Santa Rosa's Historic 1910 Post Office Builing
Originally housed in the old adobe home on Maria Carrillo’s Rancho Cabeza de Santa Rosa, the Santa Rosa Post Office was later relocated in the Atheneum Theatre building on Fifth and D Streets. It was finally slated to be given a permanent home through a bill introduced in the House of Representatives on March 8, 1906. The legislation called for “the purchase of a site and erection of a public building at Santa Rosa, California…a suitable building with fireproof vaults therein, for the accommodation of the post-office and other government offices … ” with the entire amount of funding not to exceed “the sum of one hundred thousand dollars.” A month after the legislation was introduced, the 1906 earthquake destroyed most of downtown Santa Rosa. As a result, the Santa Rosa Post Office operated temporarily out of Jenkins Grocery, surrounded by wreckage and debris.
Local hop dealer, C.C. Donovan, wrote to James Knox Taylor, Supervising Architect of Federal Buildings, asking him to give priority to the construction of the new Post Office slated for Santa Rosa. Taylor (known as the national architect) designed a structure that linked architectural design to the history, environment, and culture of the community and its surroundings. The new Santa Rosa Post Office building was an example of Classic Federal Architecture in California, a design style greatly influenced by the World’s Columbian Exposition of 1893.
Construction of the new Post Office located at Fifth and A Streets began in 1908. The building process was a community effort, exemplified by determination and superior craftsmanship.

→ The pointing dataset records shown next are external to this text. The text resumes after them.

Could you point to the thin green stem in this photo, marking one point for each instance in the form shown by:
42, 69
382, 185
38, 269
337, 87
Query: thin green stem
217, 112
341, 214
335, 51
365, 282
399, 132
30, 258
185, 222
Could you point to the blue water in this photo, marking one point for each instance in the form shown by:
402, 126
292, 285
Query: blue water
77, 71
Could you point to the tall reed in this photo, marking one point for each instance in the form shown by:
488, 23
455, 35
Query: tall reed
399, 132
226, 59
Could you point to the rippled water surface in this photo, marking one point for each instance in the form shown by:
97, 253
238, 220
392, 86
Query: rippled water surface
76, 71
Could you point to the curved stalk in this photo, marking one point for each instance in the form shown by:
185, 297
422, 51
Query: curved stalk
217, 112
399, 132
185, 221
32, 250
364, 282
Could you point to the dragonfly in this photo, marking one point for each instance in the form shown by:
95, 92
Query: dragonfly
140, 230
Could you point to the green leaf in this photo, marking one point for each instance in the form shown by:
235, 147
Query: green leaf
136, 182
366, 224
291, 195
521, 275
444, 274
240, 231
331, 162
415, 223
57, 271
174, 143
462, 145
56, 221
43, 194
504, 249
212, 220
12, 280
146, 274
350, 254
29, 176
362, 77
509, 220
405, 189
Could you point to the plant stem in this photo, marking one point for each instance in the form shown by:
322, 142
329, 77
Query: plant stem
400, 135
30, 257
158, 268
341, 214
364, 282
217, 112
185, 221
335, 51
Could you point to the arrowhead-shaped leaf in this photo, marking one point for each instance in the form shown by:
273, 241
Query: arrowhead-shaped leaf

The Santa Rosa based contracting firm of Hoyt Bros. hired local firms to complete the majority of the interior and exterior work. Henry Kroncke of the Santa Rosa Planing Mills did the interior woodwork. J. C. Mailer Hardware installed the building’s plumbing. Stone contractor, George Reilly, was responsible for the Bedford stone columns and marble terrazzo floors.
Technologically, the building was ahead of its time. Ray Oil Burner Company of San Francisco installed a new automatic oil burning system, which was not shown publicly in the Bay Area until the 1915 Panama Pacific Exposition in San Francisco. In addition to heating the building, the system provided hot showers for the mail carriers. On March 9, 1910, Post Master H. L. Tripp and his postal staff moved into the newly completed Santa Rosa Post Office.
In 1979, the building was moved over 750 feet to it’s new home on 7th street, between A and B streets, to save it from demolition. Architect Dan Petersen restored it as a museum and placed the building onto the National Register of Historic Places. It reopened in 1985 as the Sonoma County Museum.